(Mark Segal, Philadelphia Gay News publisher, is the nation’s most-award-winning commentator in LGBT media. He can be reached at firstname.lastname@example.org.)
Over the last few years, we have all read about the perils of print media, or “old media” as some like to call it, and I’ve done numerous columns on the subject. The bottom line for media outlets is that you need to report on events, issues and topics that you as a publication own, and have a professional staff that knows how to publish that information in a way the community can get its hands around it. Oh, one more important point: Don’t be afraid to be controversial or write something that someone or some organization or business might not like.
The web, which most traditional media see as the enemy, only has two factors that print does not. It can be an instantaneous forum, satisfying those who need instant gratification (but that at times can lead to misinformation or personal venom) and it is cheap to run.
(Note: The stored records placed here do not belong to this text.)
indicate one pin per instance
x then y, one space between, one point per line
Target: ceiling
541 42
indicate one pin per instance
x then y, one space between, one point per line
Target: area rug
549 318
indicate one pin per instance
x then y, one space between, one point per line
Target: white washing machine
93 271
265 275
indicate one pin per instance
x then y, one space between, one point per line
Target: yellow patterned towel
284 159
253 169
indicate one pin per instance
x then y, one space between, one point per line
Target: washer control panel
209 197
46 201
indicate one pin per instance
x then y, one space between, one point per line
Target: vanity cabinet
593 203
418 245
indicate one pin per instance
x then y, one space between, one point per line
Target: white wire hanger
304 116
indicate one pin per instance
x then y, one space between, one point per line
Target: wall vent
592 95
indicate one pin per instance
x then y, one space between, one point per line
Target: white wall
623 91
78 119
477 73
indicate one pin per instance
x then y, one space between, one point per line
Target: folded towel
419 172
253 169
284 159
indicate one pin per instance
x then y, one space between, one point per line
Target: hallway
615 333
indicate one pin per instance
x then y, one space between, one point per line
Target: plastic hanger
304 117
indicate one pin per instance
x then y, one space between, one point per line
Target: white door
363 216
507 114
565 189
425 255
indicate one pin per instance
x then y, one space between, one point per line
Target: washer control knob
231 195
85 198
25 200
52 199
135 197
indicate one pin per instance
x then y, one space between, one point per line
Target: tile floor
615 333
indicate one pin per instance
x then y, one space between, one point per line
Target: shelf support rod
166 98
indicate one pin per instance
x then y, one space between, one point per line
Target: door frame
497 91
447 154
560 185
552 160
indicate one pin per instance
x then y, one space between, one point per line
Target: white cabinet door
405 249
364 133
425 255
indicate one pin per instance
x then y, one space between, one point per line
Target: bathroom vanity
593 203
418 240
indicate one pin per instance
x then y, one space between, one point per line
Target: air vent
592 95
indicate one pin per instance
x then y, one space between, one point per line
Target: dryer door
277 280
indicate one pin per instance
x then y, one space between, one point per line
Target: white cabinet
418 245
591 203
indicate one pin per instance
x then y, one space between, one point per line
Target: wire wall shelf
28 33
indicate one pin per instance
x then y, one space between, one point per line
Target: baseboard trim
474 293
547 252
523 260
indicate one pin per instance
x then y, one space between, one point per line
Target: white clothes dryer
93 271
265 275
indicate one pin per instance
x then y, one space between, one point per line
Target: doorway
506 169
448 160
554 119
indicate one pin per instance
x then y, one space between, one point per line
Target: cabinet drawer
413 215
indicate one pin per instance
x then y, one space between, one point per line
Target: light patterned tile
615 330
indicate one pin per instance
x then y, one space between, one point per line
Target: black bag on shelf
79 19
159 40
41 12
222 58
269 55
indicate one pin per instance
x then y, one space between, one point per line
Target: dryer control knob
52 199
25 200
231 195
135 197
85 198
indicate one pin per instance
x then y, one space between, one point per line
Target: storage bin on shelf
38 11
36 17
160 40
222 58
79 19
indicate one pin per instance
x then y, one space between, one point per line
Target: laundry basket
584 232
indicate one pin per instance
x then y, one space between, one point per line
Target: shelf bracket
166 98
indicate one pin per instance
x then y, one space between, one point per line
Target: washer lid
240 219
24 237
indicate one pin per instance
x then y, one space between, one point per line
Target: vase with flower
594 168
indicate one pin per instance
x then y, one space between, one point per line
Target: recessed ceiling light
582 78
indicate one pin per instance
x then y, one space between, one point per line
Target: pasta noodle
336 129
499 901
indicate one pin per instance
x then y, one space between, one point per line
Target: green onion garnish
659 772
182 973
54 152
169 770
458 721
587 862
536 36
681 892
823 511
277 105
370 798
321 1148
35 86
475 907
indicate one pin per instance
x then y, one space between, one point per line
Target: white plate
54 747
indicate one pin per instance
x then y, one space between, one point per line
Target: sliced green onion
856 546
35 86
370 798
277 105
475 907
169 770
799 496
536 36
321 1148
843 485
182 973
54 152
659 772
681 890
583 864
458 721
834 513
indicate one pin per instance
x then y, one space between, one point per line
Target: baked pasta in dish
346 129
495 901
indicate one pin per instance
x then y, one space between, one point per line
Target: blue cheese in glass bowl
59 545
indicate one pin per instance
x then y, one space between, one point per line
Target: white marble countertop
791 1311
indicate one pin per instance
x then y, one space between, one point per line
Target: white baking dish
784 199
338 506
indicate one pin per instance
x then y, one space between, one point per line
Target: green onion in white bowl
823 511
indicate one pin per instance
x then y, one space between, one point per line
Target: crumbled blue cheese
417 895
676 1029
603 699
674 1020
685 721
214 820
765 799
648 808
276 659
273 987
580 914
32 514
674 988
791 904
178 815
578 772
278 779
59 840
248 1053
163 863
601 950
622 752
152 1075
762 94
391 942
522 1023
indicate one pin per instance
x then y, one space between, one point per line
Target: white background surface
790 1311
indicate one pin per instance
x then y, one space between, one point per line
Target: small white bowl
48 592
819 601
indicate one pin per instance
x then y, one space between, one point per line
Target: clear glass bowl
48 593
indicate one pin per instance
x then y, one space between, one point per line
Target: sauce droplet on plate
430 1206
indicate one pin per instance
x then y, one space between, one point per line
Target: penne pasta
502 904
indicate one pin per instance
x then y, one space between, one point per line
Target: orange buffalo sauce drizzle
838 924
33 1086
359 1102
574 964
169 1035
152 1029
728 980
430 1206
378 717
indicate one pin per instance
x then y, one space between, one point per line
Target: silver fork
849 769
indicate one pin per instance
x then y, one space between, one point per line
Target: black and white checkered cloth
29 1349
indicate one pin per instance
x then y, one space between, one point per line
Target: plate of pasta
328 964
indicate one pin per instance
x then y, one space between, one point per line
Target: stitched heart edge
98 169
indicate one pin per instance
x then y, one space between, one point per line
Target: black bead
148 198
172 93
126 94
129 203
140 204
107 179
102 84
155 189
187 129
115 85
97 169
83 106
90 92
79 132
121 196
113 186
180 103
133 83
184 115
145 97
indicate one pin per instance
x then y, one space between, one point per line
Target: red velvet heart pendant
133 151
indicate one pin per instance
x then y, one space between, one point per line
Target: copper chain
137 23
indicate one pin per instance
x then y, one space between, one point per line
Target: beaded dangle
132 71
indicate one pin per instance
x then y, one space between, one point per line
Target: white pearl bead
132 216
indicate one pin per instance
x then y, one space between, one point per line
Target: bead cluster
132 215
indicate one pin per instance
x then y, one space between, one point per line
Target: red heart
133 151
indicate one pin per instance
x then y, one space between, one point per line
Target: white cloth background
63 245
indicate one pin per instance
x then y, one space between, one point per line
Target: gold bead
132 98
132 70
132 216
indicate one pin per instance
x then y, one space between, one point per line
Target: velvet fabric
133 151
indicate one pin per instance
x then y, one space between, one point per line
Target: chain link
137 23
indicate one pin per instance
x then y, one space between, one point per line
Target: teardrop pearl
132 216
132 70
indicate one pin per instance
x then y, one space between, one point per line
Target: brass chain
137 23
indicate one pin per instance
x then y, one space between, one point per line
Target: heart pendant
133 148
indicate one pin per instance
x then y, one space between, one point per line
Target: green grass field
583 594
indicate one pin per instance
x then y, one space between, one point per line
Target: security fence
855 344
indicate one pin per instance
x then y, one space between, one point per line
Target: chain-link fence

Those advantages are easily met by a print publication that has a professional staff that can take the time to get the story right, and also through its letters to the editor and op-ed pieces, which provide a forum for those who want to comment on the story. Here is where the difference should be seen: In print, we should not allow personal attacks but only those that add to the discussion of issues.
Our named opinion columns should be where we are somewhat controversial. Allow your columnist to give his or her opinions. Also allow those who disagree to do so in print in your publication. As a publication, you can meet any challenge, with the exception of being out there instantly. Then again, we in print will have to at some point make a change to the ’net. PGN already has a web presence at www.epgn.com, where you can read our digital version or go through PGN page by page. But soon more will be required; we know that, and so does the rest of traditional media. And we are all searching for that formula.
Those who have a good product and good business model will prosper. We here at PGN are proud to be the nation’s most-award-winning publication for the LGBT community. And we’re even more proud that you as a community feel as strongly as you do about us, as every area of PGN’s business is on the rise. If you look at what we wrote in our first edition, you’d see we haven’t changed that much. I’ll paraphrase: “We intend to be a forum for communication in this community. You won’t always agree with us, but we’ll give you the space to disagree with us when you feel compelled to. What we intend to do is earn your trust.”
From your support, we believe we’ve done just that.
That, we here at PGN believe, is the true meaning of success.